We’re excited to keep pushing these efforts for more efficient real-time path tracing that requires a much less powerful GPU and can be practical even on mid-range and integrated GPUs in the future. In the spirit of Intel’s open ecosystem software mindset, we will make this cross-vendor framework open source as a sample and a test-bed for developers and practitioners.

For customers that prefer high quality to performance, Intel also has a new offering of the Oscar* award-winning Intel® oneAPI Rendering Toolkit libraries that are now significantly accelerated on GPU with ray tracing and systolic hardware.
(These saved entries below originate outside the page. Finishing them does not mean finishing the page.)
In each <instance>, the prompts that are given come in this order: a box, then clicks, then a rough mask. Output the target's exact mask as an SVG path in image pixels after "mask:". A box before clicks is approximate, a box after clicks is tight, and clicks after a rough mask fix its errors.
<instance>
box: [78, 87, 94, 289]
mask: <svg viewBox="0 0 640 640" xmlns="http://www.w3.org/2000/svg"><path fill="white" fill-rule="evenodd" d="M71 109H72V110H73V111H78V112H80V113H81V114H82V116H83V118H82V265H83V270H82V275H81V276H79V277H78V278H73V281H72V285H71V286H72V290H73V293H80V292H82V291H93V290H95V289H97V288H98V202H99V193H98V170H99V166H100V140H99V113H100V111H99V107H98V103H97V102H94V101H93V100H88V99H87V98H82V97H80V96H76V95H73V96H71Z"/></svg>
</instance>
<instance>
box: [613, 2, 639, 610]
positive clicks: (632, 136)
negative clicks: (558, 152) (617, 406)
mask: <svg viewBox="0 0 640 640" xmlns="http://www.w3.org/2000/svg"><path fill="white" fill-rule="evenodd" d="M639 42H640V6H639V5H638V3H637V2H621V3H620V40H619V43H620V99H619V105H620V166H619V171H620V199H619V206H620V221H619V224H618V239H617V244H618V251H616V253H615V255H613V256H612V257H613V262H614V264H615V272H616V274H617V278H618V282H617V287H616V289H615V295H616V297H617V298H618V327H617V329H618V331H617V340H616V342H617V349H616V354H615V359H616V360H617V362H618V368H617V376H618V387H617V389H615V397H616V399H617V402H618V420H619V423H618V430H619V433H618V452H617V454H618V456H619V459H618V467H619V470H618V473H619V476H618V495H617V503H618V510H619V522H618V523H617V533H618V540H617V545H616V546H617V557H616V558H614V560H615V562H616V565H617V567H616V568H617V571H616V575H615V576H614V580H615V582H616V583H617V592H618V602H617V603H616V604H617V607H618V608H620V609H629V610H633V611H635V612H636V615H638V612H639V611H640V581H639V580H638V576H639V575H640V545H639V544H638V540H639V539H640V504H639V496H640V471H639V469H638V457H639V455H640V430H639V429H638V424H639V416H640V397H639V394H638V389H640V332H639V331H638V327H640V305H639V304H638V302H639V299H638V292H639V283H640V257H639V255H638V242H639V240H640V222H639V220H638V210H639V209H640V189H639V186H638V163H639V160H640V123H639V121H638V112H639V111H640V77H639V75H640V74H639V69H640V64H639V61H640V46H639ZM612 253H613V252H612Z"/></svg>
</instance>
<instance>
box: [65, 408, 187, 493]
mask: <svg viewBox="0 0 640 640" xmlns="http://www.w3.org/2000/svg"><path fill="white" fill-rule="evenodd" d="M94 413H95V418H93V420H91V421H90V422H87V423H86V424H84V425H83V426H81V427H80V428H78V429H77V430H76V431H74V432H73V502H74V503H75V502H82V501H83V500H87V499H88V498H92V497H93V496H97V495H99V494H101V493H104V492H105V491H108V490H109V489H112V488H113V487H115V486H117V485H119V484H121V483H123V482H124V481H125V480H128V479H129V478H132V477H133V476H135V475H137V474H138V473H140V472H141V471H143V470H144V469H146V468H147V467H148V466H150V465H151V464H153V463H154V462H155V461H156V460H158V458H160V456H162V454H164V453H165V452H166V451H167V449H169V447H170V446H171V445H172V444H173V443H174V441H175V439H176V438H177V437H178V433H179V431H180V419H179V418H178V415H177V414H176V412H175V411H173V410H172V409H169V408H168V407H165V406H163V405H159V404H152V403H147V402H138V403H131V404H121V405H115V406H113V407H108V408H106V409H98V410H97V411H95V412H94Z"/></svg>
Democratizing Generative AI Research

Many recent advances in generative content creation, such as Midjourney* and Stable Diffusion*, are built on the new generative neural networks called diffusion models. Until recently, the mathematical concept behind these models required advanced scientific skills and knowledge. One work to be presented at SIGGRAPH 2023 makes diffusion models more accessible for graphics and GPU practitioners by explaining the diffusion process through a familiar concept of alpha blending. This also allows for deeper ties of diffusion models to graphics and image generation, while inspiring practitioners and scientists in these areas to employ this new generative tool.

Neural Graphics


The last work at SIGGRAPH 2023 introduces neural tools to real-time path tracing. Neural graphics is revolutionizing the graphics field, and a paper on neural level of detail is a stepping-stone to scale high-quality visuals across games, movies, and new visual AI needs, such as synthetic data and digital twins. New neural level of detail representation achieves 70%-95% compression compared to "vanilla" path tracing, while also delivering interactive to real-time performance. This is still the beginning of the new era of neural graphics that enables higher visual quality, even on low power GPUs.

More to Come

These are just a few highlights. Intel is working to constantly enrich the graphics ecosystem and will present multiple advances in games and professional graphics this summer.

GPU Research at Intel has multiple worldwide teams of world-leading experts, scientists, and engineers who focus on new technologies and ecosystem enablement for the future GPU needs, including conventional and neural graphics, generative AI, and content creation.